Les oiseaux nichent au Palais

Connaissez-vous le Palais idéal du Facteur Cheval ? Situé dans le petit village de Hauterives, dans la Drôme, à 45 mn en voiture de Valence, c’est un édifice surprenant, qui ressemble à première vue à un temple asiatique. Il est l’œuvre de Ferdinand Cheval, facteur de son métier, qui pourtant n’a pas bougé de sa région de toute son existence.
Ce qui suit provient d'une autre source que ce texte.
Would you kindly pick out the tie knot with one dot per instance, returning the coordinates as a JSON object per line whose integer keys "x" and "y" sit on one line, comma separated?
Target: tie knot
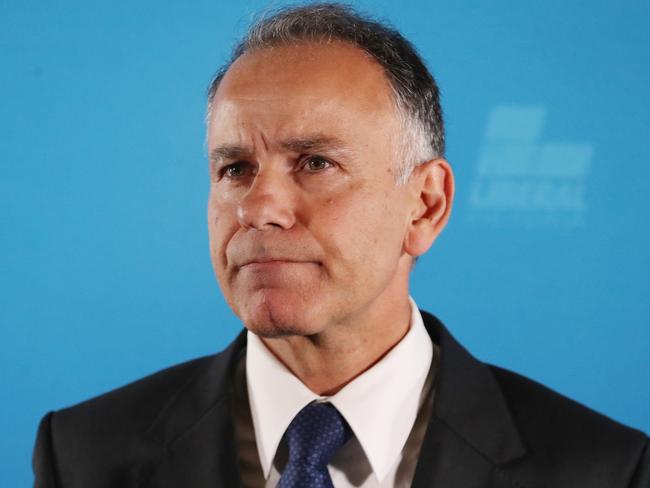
{"x": 315, "y": 434}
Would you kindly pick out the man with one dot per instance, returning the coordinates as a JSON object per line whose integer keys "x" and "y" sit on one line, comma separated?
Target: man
{"x": 327, "y": 182}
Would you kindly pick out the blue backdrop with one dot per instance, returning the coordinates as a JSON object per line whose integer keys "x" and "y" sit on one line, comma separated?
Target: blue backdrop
{"x": 104, "y": 265}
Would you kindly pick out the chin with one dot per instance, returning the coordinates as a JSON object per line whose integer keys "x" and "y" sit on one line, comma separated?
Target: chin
{"x": 271, "y": 316}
Pendant plus de 30 ans, entre 1879 et 1912, à partir des cartes postales ou des reproductions auxquelles il avait accès, et en ayant recours à des techniques de construction tout à fait novatrices, cet original construisit, la nuit, à partir de pierres qu’il ramassait ça et là, un monument qui devait à l’origine être son tombeau et qui évoque tout autant l’Orient que l’Occident, l’Histoire avec Vercingétorix, César et Archimède que la mythologie, la Bible que tout un bestiaire d’animaux fantastiques. « Que faire en marchant perpétuellement dans le même décor, avouait le facteur aux tournées régulières, à moins que l’on ne songe. Pour distraire mes pensées, je construisais en rêve un palais féérique. »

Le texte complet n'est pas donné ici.